I looked at him for a long moment as he busied himself behind the bar but couldn’t find anything different about him. I don’t know what I had been expecting, but knowing now about the crash, I had thought there might be something. Some tell-tale sign perhaps, other than the obvious one, but there was nothing.
‘So,’ he asked, taking me completely by surprise, ‘how was your upmarket afternoon tea?’
I was all set to ask him about his appointment. I’d even rehearsed it back in the cottage, but now I found I was doing my best goldfish impression and no doubt looking like a right idiot.
‘I can’t compete with dainty light bites, I’m afraid,’ he carried on. ‘It’s a sausage baguette or nothing here at the Smuggler’s this morning.’
I hadn’t realized it was a competition.
‘Well, that’s just as well,’ I said, sitting on a stool at the bar, ‘because that’s exactly what I want.
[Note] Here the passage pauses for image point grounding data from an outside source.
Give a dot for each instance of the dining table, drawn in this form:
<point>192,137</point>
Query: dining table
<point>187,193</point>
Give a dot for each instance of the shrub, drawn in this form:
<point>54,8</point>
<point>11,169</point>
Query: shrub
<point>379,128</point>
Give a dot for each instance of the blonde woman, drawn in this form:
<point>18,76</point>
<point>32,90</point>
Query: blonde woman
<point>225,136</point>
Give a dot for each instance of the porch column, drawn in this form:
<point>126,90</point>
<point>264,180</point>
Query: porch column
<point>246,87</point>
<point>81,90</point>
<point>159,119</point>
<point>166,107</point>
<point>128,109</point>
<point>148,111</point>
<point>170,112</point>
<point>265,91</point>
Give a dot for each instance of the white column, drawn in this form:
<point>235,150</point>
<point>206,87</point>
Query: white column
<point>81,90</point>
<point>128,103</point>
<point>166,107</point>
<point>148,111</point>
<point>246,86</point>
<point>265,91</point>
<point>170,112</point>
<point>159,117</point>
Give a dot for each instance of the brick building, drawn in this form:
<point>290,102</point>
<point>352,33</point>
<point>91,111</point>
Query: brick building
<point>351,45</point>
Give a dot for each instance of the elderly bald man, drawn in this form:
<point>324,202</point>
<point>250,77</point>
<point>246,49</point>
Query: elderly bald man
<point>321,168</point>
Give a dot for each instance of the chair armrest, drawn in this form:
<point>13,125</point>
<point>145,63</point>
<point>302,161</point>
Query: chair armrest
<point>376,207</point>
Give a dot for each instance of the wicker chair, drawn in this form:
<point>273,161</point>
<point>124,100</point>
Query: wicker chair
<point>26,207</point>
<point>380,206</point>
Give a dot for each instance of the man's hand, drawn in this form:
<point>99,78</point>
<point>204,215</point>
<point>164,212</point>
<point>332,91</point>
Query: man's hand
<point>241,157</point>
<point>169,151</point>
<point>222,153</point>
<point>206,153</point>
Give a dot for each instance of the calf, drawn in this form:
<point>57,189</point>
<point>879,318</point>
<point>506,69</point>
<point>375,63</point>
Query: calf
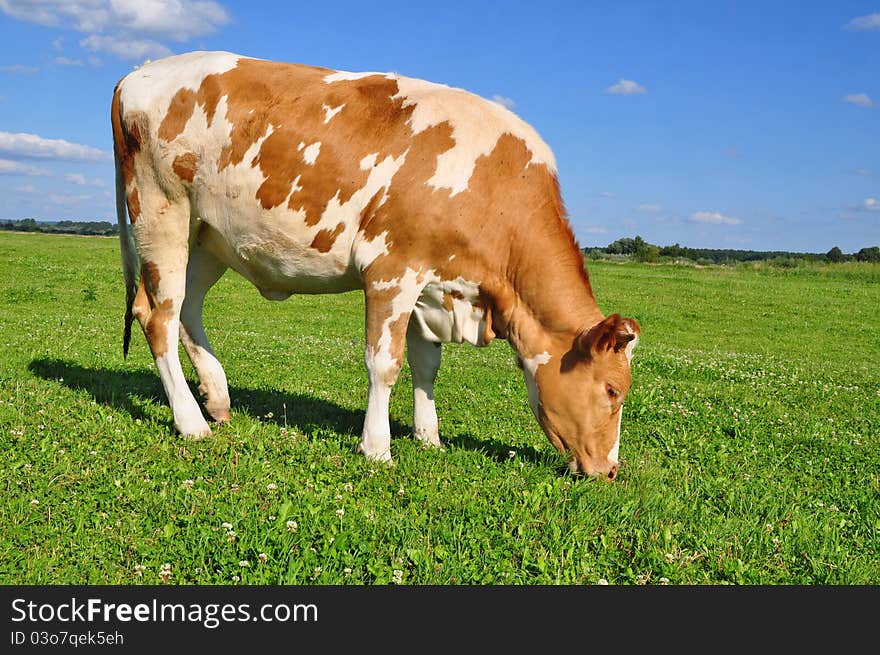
<point>442,206</point>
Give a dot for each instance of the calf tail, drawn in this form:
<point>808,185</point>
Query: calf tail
<point>129,260</point>
<point>126,243</point>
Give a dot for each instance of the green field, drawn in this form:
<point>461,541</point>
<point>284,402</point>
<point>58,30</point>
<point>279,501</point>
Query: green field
<point>750,448</point>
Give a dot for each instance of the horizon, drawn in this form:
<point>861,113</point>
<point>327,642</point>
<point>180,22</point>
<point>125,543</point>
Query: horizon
<point>746,126</point>
<point>581,247</point>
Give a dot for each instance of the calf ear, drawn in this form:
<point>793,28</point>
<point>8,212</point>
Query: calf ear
<point>613,333</point>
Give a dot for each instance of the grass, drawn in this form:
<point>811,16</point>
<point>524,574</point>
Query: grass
<point>750,447</point>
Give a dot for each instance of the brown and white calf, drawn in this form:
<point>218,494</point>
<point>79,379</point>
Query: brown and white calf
<point>442,206</point>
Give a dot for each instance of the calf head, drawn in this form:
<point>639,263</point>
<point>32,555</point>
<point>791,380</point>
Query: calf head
<point>580,394</point>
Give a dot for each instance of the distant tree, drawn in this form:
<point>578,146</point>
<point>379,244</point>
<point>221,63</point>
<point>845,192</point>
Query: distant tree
<point>675,251</point>
<point>646,252</point>
<point>871,254</point>
<point>834,255</point>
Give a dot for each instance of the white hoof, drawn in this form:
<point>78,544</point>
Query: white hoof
<point>428,436</point>
<point>194,431</point>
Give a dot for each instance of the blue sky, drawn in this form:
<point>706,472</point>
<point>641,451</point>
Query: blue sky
<point>752,125</point>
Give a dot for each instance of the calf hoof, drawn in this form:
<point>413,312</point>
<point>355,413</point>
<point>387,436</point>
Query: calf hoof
<point>194,432</point>
<point>429,437</point>
<point>219,414</point>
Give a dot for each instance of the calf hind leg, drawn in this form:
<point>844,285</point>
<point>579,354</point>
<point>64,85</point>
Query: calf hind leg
<point>157,307</point>
<point>388,307</point>
<point>424,362</point>
<point>202,273</point>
And anyway, how did you know about my tea?’
‘Wynmouth is a small village,’ he smiled as he poured me a coffee, ‘nothing stays secret around here.’
‘But I didn’t have tea in Wynmouth,’ I pointed out.
‘That makes no difference,’ he told me. ‘The manor isn’t that far away, is it? You have to remember that this is rural East Anglia, Tess. You aren’t invisible here like you are in a city.’
‘I see.’
‘George’s sister is friends with the grandmother of the lad who waited on your table,’ he elaborated.
‘Right,’ I said, my brain trying to unscramble the complicated trail.